Startet das Programm und macht euch klar, wie das, was ihr seht, mit der besprochenen Konstruktion von Konfidenzintervallen zusammenhängt.
Anmerkung: Das hier ist zwangsläufig ein ziemlicher Haufen Code, und ich war zu faul, ihn ordentlich zu dokumentieren. Ich hoffe, es ist nicht allzu schwer, die (wenigen) ” interessanten“ Stellen zu finden.
(2)
Wenn ihr auf ein Feld (links-) klickt, wird es grün, und es wird zu A(theta) hinzugefügt (die Summe ganz rechts ändert sich).
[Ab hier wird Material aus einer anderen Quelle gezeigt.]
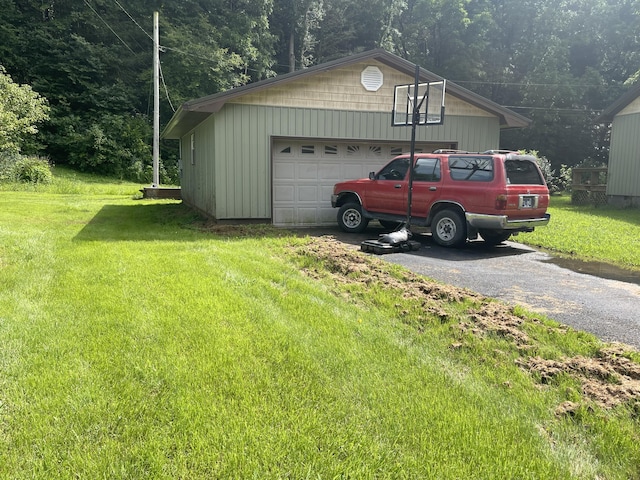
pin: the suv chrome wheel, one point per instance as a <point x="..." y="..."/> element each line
<point x="350" y="218"/>
<point x="448" y="229"/>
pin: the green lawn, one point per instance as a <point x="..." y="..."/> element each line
<point x="137" y="344"/>
<point x="601" y="233"/>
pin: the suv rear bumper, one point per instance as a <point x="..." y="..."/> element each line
<point x="502" y="222"/>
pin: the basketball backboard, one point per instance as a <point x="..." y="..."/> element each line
<point x="427" y="102"/>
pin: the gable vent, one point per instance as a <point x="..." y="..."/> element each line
<point x="371" y="78"/>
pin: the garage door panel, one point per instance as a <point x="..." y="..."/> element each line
<point x="308" y="194"/>
<point x="305" y="171"/>
<point x="284" y="193"/>
<point x="284" y="170"/>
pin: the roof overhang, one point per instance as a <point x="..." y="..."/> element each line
<point x="616" y="107"/>
<point x="193" y="112"/>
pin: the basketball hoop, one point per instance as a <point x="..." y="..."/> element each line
<point x="413" y="105"/>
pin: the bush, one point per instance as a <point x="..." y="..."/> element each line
<point x="556" y="182"/>
<point x="7" y="164"/>
<point x="34" y="170"/>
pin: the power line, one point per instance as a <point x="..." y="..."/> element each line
<point x="133" y="20"/>
<point x="515" y="84"/>
<point x="166" y="90"/>
<point x="108" y="26"/>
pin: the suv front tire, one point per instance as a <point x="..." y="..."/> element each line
<point x="350" y="218"/>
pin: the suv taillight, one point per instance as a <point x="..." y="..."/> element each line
<point x="501" y="202"/>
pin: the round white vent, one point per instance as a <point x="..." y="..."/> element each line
<point x="371" y="78"/>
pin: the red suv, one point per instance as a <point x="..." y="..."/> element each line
<point x="458" y="194"/>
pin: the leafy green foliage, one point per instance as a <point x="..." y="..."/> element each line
<point x="557" y="62"/>
<point x="269" y="363"/>
<point x="32" y="170"/>
<point x="21" y="109"/>
<point x="556" y="181"/>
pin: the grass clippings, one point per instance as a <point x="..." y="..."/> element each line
<point x="608" y="379"/>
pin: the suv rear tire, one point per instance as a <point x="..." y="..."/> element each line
<point x="350" y="218"/>
<point x="448" y="229"/>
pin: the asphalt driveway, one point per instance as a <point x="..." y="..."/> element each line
<point x="517" y="274"/>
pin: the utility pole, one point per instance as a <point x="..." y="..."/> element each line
<point x="156" y="102"/>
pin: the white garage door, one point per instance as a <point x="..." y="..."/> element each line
<point x="304" y="173"/>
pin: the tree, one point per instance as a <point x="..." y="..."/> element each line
<point x="21" y="109"/>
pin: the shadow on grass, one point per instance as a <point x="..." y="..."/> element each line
<point x="167" y="222"/>
<point x="627" y="215"/>
<point x="141" y="222"/>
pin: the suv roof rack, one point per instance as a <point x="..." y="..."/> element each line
<point x="503" y="152"/>
<point x="446" y="150"/>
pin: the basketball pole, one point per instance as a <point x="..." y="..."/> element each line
<point x="415" y="118"/>
<point x="156" y="102"/>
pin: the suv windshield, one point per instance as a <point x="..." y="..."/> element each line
<point x="522" y="172"/>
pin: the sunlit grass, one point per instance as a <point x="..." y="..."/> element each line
<point x="603" y="233"/>
<point x="135" y="345"/>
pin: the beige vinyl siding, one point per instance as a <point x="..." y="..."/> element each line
<point x="624" y="157"/>
<point x="340" y="89"/>
<point x="241" y="182"/>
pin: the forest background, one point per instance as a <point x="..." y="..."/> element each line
<point x="557" y="62"/>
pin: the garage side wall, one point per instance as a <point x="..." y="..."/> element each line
<point x="198" y="167"/>
<point x="242" y="181"/>
<point x="624" y="161"/>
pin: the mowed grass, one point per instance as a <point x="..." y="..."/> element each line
<point x="135" y="345"/>
<point x="605" y="234"/>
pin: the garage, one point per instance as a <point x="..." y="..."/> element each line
<point x="304" y="172"/>
<point x="271" y="151"/>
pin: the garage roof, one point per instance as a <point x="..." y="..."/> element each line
<point x="195" y="111"/>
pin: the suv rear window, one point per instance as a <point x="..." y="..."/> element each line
<point x="471" y="169"/>
<point x="522" y="172"/>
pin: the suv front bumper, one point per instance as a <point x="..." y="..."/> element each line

Fangt in jeder Zeile bei der größten Wahrscheinlichkeit mit dem Markieren an und markiert die nächstkleineren, bis ihr die Summe 1-gewünschtes Niveau erreicht habt. Wenn ihr das in jeder Zeile gemacht habt, könnt ihr die Konfidenzintervalle für alle möglichen x in den grünen Feldern jeder Spalte ablesen. Probiert das auf jeden Fall mal mit einem Niveau von 0.2 und verschärft den Schätzer dann auf ein Niveau von 0.05. Was beobachtet ihr?
Wenn wir wollt, ändert thetaDiscPoints und totalDrawn und seht, wie das Spiel dann aussieht.
(3)
Neben der Binomialverteilung, die wir ja bisher für Pϑ verwendet haben, habe ich auch noch eine diskretisierte Gaussverteilung vorbereitet. Sie kann per useGaussian = 1 gewählt werden und wird unten im ” main“ erzeugt. Experimentiert auch mit ihr. Der entscheidende Vorteil davon ist, dass wir hier einfach an der Varianz der Verteilung spielen können und nachsehen, wie sich die Konfidenzintervalle dadurch verändern. Die Varianz ist der Ausdruck (totalDrawn+1)*p*(1-p) in der Instanzierung der zuständigen Discrete2DFunc. Hängt da zunächst mal ein /4. dran, um nur ein Viertel der Varianz der genäherten Binomialerteilung zu erhalten. Wie verändern sich die Konfidenzintervalle?
(4)
Seht euch die Methode ConfInspector._selectForRowSum an und überzeugt euch, dass sie genau das, was ihr eben per Hand gemacht habt, automatisch tut. Dabei steht 1-Niveau zur Zeit als default parameter im Funktionskopf. Die Methode ist an die rechte Maustaste jedes Feldes gebunden, wenn ihr also rechts in eine Zeile klickt, markiert die Methode euer A(ϑ) automatisch. Beobachtet für ein paar Niveaus (und größere totalDrawn und thetaDiscPoints – die Grenze ist da wohl die Größe eures Bildschirms), wie sich die A(ϑ) und damit auch die C(ω) verhalten. Tut das sowohl für die Binomialverteilung als auch für ein paar Varianzen unserer diskretisierten Gauss-Verteilung.